I don’t know who Kyle used to be. He was dead when I met him.
By the time we met, he was a single stick poking out of fertilized soil, an assuredly dead stump without a hint of life. My on-again, off-again boyfriend Jack kept Kyle in a large blue pot in his bedroom, near the window, where he would get enough light.
Jack watered him every other day and spoke to him gently, “You’re doing better, Kyle. I can see you growing. You got this. Take your time. I know you’ll sprout when you’re ready.”
Jack wasn’t always so attentive. In an earlier iteration of our dating, I gave him a jade plant and a pink index card with instructions on how to care for it:
- Put in full sun.
- Water with two tablespoons once every 10 days.
Jade plants are one of the most popular succulents in our region. They grow everywhere on the eastern edge of L.A. County, which is a glorified desert. Without a sprinkler system, succulents are really the only flora you can easily and reliably grow.
Jack told me he wasn’t ready for a relationship, but I didn’t believe him. He was smart, funny and full of potential. I performed all sorts of overly helpful gymnastics to convince him that loving me was a good idea, that I could make his life better, that I could help him grow.
The first time he broke up with me was on Christmas Eve. I stopped by with a box of sentimental gifts I had spent dozens of hours curating. I knew he had spent the past few days shopping for his family, but he didn’t have a present for me. I must have looked disappointed, because he told me to grow up and let go of expectations, that love isn’t about giving people things.

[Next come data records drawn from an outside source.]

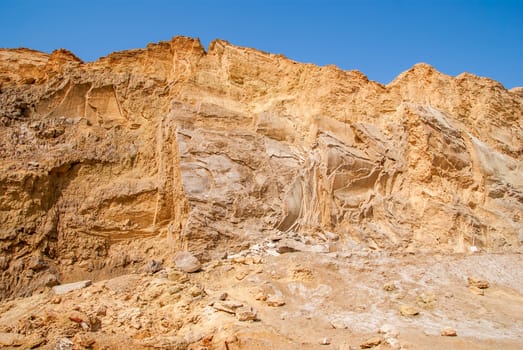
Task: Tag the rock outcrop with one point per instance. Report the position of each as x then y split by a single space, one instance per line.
105 165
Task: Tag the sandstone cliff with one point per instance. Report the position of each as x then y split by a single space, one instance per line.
146 152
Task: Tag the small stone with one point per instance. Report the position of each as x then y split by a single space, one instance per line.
101 310
481 284
37 263
229 307
389 330
84 340
325 341
389 287
275 301
241 275
261 296
194 291
246 314
448 332
69 287
370 343
408 310
187 262
476 290
154 266
64 344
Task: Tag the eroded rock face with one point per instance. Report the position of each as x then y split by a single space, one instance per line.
108 164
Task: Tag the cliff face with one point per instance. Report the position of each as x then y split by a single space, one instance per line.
146 152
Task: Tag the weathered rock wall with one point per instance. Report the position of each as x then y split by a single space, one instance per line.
108 163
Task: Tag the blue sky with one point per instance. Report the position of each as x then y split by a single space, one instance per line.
379 38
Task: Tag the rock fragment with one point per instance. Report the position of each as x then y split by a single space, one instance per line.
478 283
187 262
69 287
370 343
448 332
408 310
246 314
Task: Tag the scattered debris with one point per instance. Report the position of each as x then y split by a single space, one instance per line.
478 283
448 332
69 287
408 310
187 262
370 343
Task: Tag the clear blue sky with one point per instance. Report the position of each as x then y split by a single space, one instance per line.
379 38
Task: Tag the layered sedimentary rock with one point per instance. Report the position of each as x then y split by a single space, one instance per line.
146 152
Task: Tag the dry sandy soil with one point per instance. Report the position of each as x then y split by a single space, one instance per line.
302 300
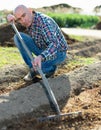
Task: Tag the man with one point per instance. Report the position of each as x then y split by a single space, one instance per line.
45 40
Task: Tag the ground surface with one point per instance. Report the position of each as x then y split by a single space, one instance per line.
87 99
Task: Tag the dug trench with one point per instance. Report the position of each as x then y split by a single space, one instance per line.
76 89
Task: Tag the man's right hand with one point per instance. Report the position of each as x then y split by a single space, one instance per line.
10 18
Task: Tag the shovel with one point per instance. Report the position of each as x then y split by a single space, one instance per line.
52 100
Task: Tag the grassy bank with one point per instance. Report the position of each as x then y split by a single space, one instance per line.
11 56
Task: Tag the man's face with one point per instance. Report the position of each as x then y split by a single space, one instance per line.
24 17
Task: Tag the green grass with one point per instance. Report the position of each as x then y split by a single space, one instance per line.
80 61
9 56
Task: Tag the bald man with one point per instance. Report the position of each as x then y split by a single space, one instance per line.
44 39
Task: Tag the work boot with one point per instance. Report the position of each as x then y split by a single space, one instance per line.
30 76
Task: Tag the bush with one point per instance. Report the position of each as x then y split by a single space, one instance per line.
75 20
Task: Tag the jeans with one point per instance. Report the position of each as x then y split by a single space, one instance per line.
47 66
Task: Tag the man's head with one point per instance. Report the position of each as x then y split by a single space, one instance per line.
23 15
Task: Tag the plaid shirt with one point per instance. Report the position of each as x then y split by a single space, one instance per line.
47 35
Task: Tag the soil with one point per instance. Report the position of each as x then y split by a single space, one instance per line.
87 99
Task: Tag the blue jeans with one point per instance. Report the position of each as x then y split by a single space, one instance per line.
47 66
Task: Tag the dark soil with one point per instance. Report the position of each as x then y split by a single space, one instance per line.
87 99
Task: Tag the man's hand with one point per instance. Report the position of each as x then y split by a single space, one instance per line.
37 62
10 18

The jade plant was dead before we saw each other again.
My mother used to stand in her garden in El Monte, playing her violin to the plants in our yard, because she’d read a study that said music helped plants thrive. She loved birds and she cultivated plants that would attract them. I watched her care for them with more curiosity and compassion than she had for her children. Some of her plants, like sweet alyssum, grow better next to other plants, like Swiss chard, so she experimented and planted the ones that worked better together.
Researchers at the University of California later replicated many of these studies and found that the plants didn’t thrive because of the music. They thrived because they had a high level of care.

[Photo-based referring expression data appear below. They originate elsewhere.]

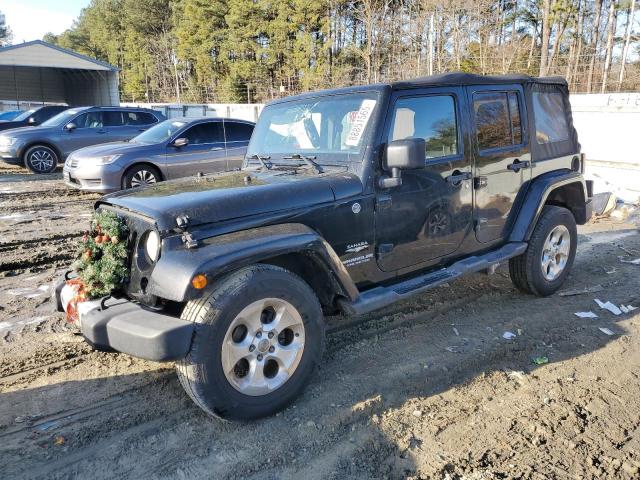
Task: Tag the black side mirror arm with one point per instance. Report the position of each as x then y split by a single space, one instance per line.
395 180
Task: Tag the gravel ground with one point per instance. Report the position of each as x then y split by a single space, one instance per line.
425 389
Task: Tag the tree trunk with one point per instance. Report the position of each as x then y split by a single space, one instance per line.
546 35
593 47
611 31
627 40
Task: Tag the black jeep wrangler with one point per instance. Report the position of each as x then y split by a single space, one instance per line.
349 200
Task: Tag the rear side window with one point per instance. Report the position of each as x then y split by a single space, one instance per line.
551 120
210 132
139 118
430 117
89 120
498 122
113 119
238 132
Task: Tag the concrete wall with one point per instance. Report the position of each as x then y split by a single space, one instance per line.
608 127
241 111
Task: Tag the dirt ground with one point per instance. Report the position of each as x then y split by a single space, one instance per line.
425 389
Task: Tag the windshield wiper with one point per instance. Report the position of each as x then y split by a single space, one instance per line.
308 159
263 159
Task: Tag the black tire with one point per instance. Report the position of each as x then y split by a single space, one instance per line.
526 270
134 176
40 159
201 373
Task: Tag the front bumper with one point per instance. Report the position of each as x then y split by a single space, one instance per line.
93 178
127 327
10 155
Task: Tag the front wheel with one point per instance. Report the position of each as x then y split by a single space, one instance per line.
41 159
140 176
259 337
544 266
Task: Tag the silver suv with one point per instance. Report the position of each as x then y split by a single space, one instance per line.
42 148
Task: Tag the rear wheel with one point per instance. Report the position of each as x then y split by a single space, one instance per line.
543 268
140 176
41 159
259 337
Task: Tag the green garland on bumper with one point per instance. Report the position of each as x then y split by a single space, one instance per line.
102 255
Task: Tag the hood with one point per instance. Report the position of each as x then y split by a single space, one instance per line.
113 148
26 131
230 195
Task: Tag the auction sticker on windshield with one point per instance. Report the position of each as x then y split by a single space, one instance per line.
359 122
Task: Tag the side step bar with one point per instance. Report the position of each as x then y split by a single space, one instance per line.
380 297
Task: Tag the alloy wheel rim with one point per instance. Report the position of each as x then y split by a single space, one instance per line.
555 252
41 160
143 177
263 346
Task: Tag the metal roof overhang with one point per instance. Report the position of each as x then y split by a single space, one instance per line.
41 72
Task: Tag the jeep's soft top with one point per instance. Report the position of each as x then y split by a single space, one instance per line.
553 91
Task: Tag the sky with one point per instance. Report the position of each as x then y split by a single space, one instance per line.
31 19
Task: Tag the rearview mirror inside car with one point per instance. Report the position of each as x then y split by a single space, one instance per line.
406 154
180 142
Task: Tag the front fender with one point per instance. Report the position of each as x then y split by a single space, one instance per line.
171 278
536 197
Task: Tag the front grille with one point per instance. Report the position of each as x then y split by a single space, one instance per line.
137 226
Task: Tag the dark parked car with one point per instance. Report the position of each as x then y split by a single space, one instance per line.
349 200
171 149
33 117
42 148
9 115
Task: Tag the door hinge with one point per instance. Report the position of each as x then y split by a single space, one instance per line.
383 202
479 182
480 222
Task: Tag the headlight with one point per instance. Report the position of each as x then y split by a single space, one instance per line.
152 245
7 141
105 160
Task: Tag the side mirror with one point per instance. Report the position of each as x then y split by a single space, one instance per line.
407 154
180 142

Years later, when Jack and I tried our relationship again, his little house was full of plants, inside and out, an array of tropical greenery that required spritzers and fluorescent lights and watering systems he orchestrated twice a day, like a skin-care routine. I didn’t think these plants belonged in Southern California. But I was impressed by his foliage and I validated him for all the ways he’d changed.

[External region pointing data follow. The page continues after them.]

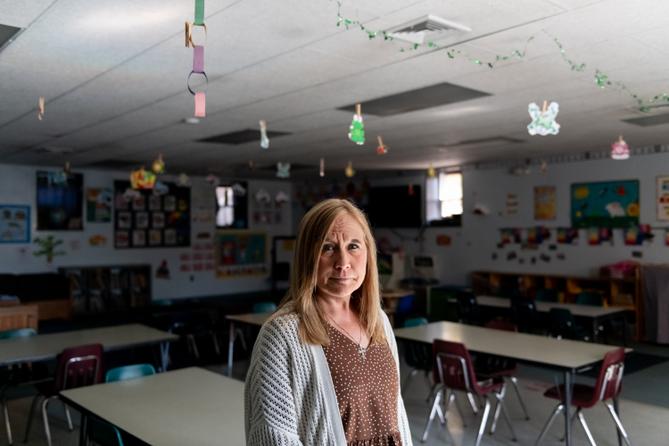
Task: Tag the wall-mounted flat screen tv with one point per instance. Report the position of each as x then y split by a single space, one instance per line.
395 206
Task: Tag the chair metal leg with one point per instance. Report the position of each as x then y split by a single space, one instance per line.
514 381
498 408
619 423
31 415
436 409
484 421
581 418
8 425
559 408
472 403
70 426
45 420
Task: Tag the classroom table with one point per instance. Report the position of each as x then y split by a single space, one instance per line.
180 407
47 346
597 314
569 357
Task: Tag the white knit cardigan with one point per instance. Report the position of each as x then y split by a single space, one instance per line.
289 396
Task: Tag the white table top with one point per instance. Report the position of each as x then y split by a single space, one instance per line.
48 346
189 406
249 318
559 353
576 309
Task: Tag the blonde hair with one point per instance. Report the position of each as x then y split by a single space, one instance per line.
301 295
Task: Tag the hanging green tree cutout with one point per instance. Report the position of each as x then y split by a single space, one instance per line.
356 132
47 247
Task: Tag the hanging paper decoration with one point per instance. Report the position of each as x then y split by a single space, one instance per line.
381 149
620 150
283 170
142 179
264 140
40 108
158 165
543 120
356 132
349 172
183 180
213 180
200 100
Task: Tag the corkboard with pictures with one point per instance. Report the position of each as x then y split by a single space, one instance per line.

Jack spoke to Kyle daily, in a tender tone that infuriated me. “You’re getting better, Kyle,” he would say. “I know I didn’t give you what you needed but I can see you’re coming back to us. You’re going to make it, Kyle. You’re doing a good job!”
They say plants need seven things to thrive: room to grow, the right temperature, light, water, air, nutrients and time. I tried all of these. I even made playlists for Kyle on Spotify and left them on when I couldn’t be there. But during the time I stayed with Jack, Kyle remained a dead stick in well-watered dirt.
I spent a lot of time thinking about what it means to care for a plant, what it means to care for anything.
One day, while Jack was in the shower, I stared at Kyle and fought the urge to rip him out of the pot and take him outside to be one with the earth.
But Kyle wasn’t mine to save. So I knelt next to him and said, “I’m sorry he killed you, Kyle. He didn’t know what he was doing. He didn’t know how much sun or water you needed. He left you alone for days on end, caring for you sporadically, when he had the inclination to notice you. Your leaves must have fallen off one by one and he didn’t notice. You needed consistency and he couldn’t give that to you. It’s not your fault you didn’t get what you needed, Kyle. It’s not your fault you didn’t grow. It’s OK now. You can let go.”
I looked up to see Jack standing in the doorway, looking down at me, while I was on my knees next to Kyle, weeping.
“You’re overreacting,” he said.
“I don’t want to be a dead thing you keep in the corner.”
“This isn’t about you,” he said. “This is about Kyle, and I know what Kyle needs.”
“Kyle needs you to let go,” I said. “He’s dead. He needs to be buried outdoors. He wants to return to the earth.”
“Never,” Jack said. “I will never give up on Kyle.”
When Jack left for work, I got up and filled my water bottle. I sat cross-legged in a small ray of sunshine that poured through the corner window and thought maybe I was ready to grow. Maybe the gifts I needed were things I could give to myself.
When I walked out the door for the last time, I didn’t leave a note. I just put one foot in front of the other for the miles it took to get far enough away. I couldn’t imagine going back. I sipped on my water bottle as I walked, studying the variety of trees that must have roots deep enough to survive perpetual drought. I didn’t go back for my yoga mat, my toothbrush or my grandmother’s ring. I just walked west toward the sun, determined to save the only life I could save.